A key premise of open source software is the ability to copy code to other open source projects (white-box reuse). Such copying accelerates development of new projects, but the code flaws in the original projects, such as vulnerabilities, may also spread even if fixed in the projects from where the code was appropriated. The extent of the spread of vulnerabilities through code reuse, the potential impact of such spread, or avenues for mitigating risk of these secondary vulnerabilities has not been studied in the context of a nearly complete collection of open source code. In this project, we develop a tool, VDiOS, to help identify and fix white-box-reuse-induced vulnerabilities that have been already patched in the original projects (orphan vulnerabilities). We hope that VDiOS will lead to further study and mitigation of risks from orphan vulnerabilities and other orphan code flaws.

VDiOS architecture diagram
VDiOS Architecture Diagram

Publications:
  • Reid, D., Jahanshahi, M., & Mockus, A. (2022, May). "The extent of orphan vulnerabilities from code reuse in open source software." In Proceedings of the 44th International Conference on Software Engineering (ICSE) (pp. 2104-2115). Nominated for ACM SIGSOFT Distinguished Paper Award.
    Paper - GitHub Repo

Copy-Based Reuse

In contrast to some studies of dependency-based reuse supported via package managers, no studies of OSS-wide copy-based reuse exist.
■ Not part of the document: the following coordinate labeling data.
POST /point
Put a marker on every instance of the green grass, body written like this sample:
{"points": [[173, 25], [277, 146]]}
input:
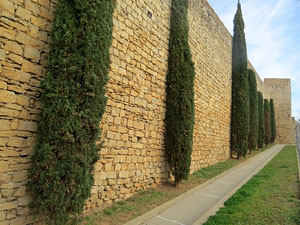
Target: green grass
{"points": [[270, 197], [131, 205], [212, 171], [123, 211]]}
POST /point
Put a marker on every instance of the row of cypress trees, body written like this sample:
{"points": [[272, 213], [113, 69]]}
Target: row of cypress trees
{"points": [[73, 103], [253, 119]]}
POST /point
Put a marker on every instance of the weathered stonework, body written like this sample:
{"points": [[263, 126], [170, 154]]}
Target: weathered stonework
{"points": [[133, 155], [280, 91]]}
In this project, we create a dataset that seeks to encourage the studies of OSS-wide copy-based reuse by providing copying activity data that captures whole-file reuse in nearly all OSS. To accomplish that, we develop approaches to detect copy-based reuse by developing an efficient algorithm that exploits World of Code infrastructure. We expect this data will enable future research and tool development that support such reuse and minimize associated risks.

Reuse Identification Data Flow Diagram
Reuse Identification Data Flow Diagram

To gain deeper insights into copy-based reuse, we analyze its prevalence and identify the factors influencing the propensity to reuse. We begin with a set of potential influencing factors, grounded in Social Contagion Theory, related to the propensity to reuse and sample instances of different reuse types. We then survey developers to better understand their intentions for this particular practice.

Generated and Reused Blob Trends
Generated and Reused Blobs Trends
Reused to Generated Blobs Ratio Trend
Reused to Generated Blobs Ratio Trend

Our results indicate that copy-based reuse is common, with many developers being aware of it when writing code. The propensity for a file to be reused varies greatly among languages and between source code and binary files, consistently decreasing over time. Files introduced by popular projects are more likely to be reused, but at least half of reused resources originate from "small" and "medium" projects. Developers had various reasons for reuse but were generally positive about using a package manager in case it was available.

Odds Ratios - Blob-level Logistic Regression Model
Odds Ratios - Blob-level Logistic Regression Model
Odds Ratios - Project-level Logistic Regression Model
Odds Ratios - Project-level Logistic Regression Model
Publications:
  • Jahanshahi, M., Reid, D., & Mockus, A.. "Beyond Dependencies: The Role of Copy-Based Reuse in Open Source Software Development." Accepted in ACM Transactions on Software Engineering and Methodology (TOSEM).
    Preprint - Replication Package - GitHub Repo
  • Jahanshahi, M. & Mockus, A. (2024, April). "Dataset: Copy-based Reuse in Open Source Software." In 2024 IEEE/ACM 21st International Conference on Mining Software Repositories (MSR) (pp. 42-47). IEEE.